La campaña dura unas 12 horas y es rejugable, de cara a lograr nuevas armas y picarse por lograr mejores puntuaciones. Además, también hay un modo multijugador para seis usuarios, tanto online como en red local (en este caso, se necesita una tarjeta por jugador). Hay dos modos en los que zurrarse la badana a base de bien: Todos contra todos y Luces y sombras. El primero no tiene misterio. Hay que zumbarle a todo lo que se mueva y evitar que, en el intento, ese "todo" nos zumbe a nosotros, claro. El segundo modo sí tiene más enjundia, pues enfrenta a dos equipos de tres jugadores. Así, cada usuario tiene su propia barra de vitalidad, pero también hay una barra de energía conjunta para el equipo, que se reduce cada vez que uno de sus integrantes muere. Cuando ese medidor colectivo llega a cero, el último usuario en morir se transforma en un Pit especial mucho más poderoso (los otros dos siguen luchando en su forma estándar), de modo que la partida acaba cuando el otro equipo logra darle matarile. No está nada mal, pero se habría agradecido alguna variante de juego más.
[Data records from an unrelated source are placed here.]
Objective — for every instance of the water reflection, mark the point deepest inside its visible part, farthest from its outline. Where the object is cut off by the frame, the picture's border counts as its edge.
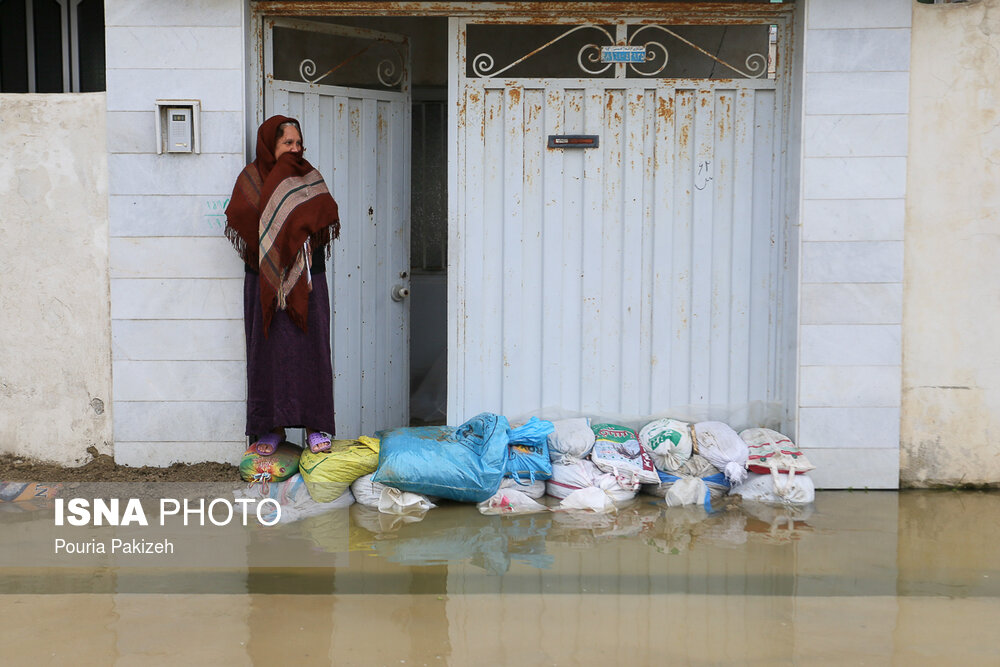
(858, 577)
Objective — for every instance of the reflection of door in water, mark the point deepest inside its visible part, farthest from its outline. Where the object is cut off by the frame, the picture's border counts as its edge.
(349, 88)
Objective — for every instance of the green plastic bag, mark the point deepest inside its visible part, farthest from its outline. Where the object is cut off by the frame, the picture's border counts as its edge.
(328, 474)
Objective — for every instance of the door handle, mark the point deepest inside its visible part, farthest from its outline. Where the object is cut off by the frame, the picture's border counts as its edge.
(400, 292)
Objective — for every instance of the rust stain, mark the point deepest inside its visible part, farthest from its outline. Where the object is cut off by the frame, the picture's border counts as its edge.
(666, 108)
(693, 13)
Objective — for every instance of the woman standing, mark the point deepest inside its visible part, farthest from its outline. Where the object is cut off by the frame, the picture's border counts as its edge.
(281, 219)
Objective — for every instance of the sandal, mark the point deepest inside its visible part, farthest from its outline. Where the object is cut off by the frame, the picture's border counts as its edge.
(319, 442)
(267, 445)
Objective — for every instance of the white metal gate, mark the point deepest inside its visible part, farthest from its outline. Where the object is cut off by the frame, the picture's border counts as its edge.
(637, 277)
(359, 139)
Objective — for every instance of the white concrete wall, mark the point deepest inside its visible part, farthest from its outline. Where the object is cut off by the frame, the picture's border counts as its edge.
(55, 328)
(951, 371)
(176, 284)
(854, 146)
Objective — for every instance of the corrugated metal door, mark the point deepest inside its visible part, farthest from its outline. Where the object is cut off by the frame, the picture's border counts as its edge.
(633, 278)
(359, 139)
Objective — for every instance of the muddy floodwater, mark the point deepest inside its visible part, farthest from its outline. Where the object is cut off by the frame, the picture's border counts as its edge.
(856, 578)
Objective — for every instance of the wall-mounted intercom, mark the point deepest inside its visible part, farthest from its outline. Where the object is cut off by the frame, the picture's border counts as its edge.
(178, 126)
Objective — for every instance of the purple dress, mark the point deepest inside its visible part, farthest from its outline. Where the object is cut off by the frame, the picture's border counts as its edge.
(289, 373)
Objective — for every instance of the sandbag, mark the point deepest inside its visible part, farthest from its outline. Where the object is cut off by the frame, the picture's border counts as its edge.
(366, 492)
(777, 489)
(510, 501)
(370, 494)
(668, 443)
(295, 501)
(697, 482)
(403, 503)
(617, 450)
(265, 470)
(528, 451)
(571, 476)
(534, 489)
(464, 463)
(723, 448)
(328, 474)
(772, 452)
(591, 498)
(571, 438)
(568, 478)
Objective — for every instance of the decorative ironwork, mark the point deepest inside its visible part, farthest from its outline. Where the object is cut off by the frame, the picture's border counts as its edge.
(385, 70)
(756, 64)
(483, 63)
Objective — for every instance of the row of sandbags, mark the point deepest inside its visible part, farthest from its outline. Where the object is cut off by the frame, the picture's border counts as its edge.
(680, 462)
(507, 469)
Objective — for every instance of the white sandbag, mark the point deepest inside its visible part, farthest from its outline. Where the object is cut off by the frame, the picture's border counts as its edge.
(777, 489)
(668, 443)
(591, 498)
(618, 489)
(771, 451)
(723, 448)
(533, 490)
(511, 501)
(570, 476)
(369, 493)
(394, 501)
(697, 482)
(294, 500)
(572, 438)
(686, 491)
(617, 450)
(366, 492)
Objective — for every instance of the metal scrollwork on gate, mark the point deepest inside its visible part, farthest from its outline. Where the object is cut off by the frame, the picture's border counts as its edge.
(657, 55)
(389, 72)
(483, 63)
(756, 63)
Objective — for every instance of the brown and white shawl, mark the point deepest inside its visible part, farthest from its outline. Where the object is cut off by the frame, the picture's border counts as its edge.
(279, 212)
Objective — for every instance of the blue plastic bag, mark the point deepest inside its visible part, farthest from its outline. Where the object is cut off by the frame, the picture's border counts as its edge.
(466, 463)
(528, 451)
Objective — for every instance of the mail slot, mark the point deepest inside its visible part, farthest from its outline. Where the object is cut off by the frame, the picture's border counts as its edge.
(573, 141)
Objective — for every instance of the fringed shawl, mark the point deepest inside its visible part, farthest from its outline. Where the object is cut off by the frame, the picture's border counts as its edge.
(279, 212)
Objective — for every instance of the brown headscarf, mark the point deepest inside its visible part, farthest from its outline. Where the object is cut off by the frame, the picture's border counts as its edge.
(281, 211)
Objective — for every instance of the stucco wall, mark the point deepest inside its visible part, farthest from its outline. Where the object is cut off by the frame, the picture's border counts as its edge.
(854, 148)
(951, 371)
(55, 330)
(176, 284)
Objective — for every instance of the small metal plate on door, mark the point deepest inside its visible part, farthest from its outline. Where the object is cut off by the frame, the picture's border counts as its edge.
(623, 54)
(573, 141)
Pit cobra vida y se sale de la consola

El uso de las funciones de realidad aumentada de Kid Icarus Uprising es interesante, merced a las seis tarjetas que incluye, a las que se añaden otras que se pueden conseguir reservando el juego o canjeando puntos en el Club Nintendo. Podemos usar estas cartas para, con ayuda de las cámaras de 3DS, observar modelos de los personajes y, lo que es mejor, trasladar luchas como la de Pit y Medusa a la mesa de nuestra habitación.

 

La estampa de color es uno de los puntos fuertes del apartado gráfico, tanto en los escenarios como en los enemigos, con especial mención para los carismáticos jefes finales y para los dibujos de Pit y Palutena que adornan la pantalla táctil y que están acompasados con los diálogos. Sin embargo, las voces están en inglés, lo que, en medio del fragor de la acción, dificulta poder disfrutarlos. Por su parte, el uso de las 3D no es muy relevante a nivel visual, y tampoco tiene una especial incidencia en la jugabilidad. Eso no es obstáculo para que Kid Icarus Uprising suponga, 25 años después del juego original, la acertada resurrección de uno de los personajes más entrañables de Nintendo.

 

Valoración

El ángel Pit vuelve con un excelente juego de acción y disparos que aprovecha la pantalla táctil y está repleto de guiños y humor. Gran control y multitud de posibilidades para un juego imprescindible.

Hobby

90

Excelente

Lo mejor

El control es preciso e intuitivo. Los diálogos destilan humor y simpatía.

Lo peor

Las voces están en inglés. El multijugador tiene solo dos modos y precisa una tarjeta por usuario.